I was running h2o.automl()
example from: http://h2o-release.s3.amazonaws.com/h2o/master/3888/docs-website/h2o-docs/automl.html . Everything went fine except NaN
values in leaderboard
. Predictions also works fine.
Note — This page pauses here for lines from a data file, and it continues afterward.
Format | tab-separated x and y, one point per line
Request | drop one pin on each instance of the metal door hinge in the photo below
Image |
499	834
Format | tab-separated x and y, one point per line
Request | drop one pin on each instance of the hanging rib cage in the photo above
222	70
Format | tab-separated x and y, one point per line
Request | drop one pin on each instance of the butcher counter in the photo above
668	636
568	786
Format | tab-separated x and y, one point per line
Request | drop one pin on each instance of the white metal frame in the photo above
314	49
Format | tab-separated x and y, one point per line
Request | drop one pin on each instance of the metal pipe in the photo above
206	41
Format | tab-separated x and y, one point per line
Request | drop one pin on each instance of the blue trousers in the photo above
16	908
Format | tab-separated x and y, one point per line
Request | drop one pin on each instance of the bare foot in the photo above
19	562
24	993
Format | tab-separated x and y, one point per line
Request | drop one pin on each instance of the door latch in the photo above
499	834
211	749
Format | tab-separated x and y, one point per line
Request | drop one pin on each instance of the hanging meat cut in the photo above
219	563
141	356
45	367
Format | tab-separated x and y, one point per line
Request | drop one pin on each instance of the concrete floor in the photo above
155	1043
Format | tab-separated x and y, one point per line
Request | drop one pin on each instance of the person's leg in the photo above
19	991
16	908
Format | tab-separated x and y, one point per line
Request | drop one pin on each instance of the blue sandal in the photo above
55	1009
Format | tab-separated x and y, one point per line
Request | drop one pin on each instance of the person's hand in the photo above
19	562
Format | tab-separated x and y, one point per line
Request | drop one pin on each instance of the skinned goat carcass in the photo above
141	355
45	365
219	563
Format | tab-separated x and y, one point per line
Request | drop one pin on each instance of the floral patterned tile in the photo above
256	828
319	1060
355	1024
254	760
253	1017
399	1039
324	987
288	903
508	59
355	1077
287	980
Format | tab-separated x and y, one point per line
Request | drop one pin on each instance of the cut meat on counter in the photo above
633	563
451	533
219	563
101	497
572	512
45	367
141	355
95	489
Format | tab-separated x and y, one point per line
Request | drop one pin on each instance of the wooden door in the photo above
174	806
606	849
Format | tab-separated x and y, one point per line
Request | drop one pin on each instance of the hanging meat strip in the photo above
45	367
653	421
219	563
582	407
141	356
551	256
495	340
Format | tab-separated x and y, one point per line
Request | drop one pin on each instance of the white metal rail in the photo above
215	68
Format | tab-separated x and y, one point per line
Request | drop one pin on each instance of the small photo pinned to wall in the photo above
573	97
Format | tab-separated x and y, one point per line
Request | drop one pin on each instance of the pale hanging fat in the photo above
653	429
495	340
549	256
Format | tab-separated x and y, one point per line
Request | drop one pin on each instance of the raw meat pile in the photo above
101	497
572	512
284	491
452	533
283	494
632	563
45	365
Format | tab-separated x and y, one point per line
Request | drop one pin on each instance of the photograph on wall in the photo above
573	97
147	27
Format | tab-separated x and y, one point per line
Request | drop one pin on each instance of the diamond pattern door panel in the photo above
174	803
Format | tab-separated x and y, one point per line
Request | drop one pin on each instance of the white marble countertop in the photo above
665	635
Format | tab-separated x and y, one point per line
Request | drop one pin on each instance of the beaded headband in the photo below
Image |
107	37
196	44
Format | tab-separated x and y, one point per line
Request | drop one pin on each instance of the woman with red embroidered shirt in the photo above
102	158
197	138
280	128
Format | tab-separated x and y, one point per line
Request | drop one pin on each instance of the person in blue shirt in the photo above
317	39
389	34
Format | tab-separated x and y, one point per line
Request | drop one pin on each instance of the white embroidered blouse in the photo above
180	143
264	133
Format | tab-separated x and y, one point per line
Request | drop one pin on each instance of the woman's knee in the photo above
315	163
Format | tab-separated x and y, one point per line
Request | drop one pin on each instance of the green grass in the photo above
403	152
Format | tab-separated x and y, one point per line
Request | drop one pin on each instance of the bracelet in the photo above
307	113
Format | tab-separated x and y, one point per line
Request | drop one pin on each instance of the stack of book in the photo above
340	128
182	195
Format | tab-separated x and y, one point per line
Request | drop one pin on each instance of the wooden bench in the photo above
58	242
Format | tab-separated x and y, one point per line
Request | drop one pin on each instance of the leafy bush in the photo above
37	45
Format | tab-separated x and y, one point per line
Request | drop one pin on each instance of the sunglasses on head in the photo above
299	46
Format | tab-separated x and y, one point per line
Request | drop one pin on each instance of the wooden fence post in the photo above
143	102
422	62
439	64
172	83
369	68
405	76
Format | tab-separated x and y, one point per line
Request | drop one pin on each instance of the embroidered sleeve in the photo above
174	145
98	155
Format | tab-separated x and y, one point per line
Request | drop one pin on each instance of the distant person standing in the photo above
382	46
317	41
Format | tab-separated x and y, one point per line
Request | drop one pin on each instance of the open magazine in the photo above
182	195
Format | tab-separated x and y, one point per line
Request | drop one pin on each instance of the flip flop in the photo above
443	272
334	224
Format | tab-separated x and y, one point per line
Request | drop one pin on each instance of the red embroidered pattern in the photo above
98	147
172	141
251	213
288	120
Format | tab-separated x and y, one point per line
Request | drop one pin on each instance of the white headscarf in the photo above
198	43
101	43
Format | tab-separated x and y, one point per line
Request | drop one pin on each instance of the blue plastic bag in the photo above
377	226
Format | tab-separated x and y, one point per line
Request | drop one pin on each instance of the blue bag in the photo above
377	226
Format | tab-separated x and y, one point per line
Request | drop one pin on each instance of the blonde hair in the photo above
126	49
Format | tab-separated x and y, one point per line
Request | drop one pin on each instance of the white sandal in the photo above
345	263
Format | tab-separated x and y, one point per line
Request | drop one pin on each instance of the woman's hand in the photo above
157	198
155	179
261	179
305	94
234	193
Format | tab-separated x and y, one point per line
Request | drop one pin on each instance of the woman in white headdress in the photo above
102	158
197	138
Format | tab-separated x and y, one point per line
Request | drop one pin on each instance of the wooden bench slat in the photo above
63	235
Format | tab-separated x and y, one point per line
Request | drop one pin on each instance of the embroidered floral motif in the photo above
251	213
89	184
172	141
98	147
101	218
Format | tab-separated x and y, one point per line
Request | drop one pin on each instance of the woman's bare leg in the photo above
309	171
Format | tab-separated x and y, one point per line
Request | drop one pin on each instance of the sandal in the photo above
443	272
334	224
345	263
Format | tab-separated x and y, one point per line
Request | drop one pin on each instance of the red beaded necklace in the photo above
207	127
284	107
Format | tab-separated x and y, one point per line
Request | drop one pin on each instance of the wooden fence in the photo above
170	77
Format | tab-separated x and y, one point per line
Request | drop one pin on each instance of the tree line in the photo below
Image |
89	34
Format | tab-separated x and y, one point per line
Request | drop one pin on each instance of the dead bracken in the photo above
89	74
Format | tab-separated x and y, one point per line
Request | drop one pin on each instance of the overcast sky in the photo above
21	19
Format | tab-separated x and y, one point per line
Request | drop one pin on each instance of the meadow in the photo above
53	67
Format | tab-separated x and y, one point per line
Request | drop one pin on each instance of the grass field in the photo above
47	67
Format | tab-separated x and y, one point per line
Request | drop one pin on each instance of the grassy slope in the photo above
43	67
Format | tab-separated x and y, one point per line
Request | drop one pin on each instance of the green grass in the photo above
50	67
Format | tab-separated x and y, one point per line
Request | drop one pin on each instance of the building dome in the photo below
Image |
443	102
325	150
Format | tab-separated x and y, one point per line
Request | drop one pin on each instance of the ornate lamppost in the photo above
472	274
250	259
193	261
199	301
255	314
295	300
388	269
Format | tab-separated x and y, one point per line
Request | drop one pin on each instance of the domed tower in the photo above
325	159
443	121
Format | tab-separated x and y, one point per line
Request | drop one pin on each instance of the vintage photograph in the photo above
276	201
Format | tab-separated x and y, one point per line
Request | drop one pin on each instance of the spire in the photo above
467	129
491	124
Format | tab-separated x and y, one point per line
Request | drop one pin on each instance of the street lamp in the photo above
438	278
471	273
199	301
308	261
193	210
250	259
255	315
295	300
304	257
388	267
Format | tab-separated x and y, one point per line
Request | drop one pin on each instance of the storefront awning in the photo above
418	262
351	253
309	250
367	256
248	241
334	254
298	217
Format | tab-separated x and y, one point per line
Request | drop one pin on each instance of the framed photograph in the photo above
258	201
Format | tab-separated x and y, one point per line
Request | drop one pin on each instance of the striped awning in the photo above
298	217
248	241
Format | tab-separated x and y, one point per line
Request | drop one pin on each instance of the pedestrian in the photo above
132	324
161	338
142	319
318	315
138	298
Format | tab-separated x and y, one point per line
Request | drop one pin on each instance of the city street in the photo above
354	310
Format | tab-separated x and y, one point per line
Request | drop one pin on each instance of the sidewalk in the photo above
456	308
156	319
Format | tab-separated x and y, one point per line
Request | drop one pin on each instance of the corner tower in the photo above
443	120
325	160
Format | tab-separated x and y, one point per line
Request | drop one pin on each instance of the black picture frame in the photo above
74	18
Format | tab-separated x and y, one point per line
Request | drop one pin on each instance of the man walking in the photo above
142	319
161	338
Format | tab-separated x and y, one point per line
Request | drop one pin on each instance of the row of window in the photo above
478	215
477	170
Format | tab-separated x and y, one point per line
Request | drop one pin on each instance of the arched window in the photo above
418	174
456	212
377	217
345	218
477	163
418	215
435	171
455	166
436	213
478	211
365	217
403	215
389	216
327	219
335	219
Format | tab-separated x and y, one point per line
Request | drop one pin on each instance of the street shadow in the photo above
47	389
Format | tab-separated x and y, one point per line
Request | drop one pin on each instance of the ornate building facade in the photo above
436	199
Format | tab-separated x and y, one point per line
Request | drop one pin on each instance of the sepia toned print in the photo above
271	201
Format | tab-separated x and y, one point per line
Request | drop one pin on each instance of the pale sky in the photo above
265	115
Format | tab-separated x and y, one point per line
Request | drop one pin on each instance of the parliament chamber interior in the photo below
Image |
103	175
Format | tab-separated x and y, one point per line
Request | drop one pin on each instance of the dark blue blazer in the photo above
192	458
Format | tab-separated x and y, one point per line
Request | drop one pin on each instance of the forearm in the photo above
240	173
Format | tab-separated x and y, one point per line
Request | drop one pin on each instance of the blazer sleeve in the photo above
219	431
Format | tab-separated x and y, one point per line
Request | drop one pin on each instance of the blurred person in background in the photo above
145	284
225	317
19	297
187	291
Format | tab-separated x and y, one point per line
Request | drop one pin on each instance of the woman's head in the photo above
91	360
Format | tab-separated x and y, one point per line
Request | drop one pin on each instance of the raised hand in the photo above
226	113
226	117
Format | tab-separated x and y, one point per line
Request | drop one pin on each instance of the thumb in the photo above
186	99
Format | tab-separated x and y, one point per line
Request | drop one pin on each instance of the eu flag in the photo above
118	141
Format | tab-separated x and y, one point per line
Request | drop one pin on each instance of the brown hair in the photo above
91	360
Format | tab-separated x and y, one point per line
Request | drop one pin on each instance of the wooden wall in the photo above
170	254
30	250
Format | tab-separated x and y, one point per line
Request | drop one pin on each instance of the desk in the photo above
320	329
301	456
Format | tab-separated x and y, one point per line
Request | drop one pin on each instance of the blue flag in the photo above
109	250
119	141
Is it a bug or I'm doing something wrong?
library(h2o)
localH2O <- h2o.init(ip = "localhost",
port = 54321,
nthreads = -1,
min_mem_size = "20g")
train <- h2o.importFile("https://s3.amazonaws.com/erin-data/higgs/higgs_train_10k.csv")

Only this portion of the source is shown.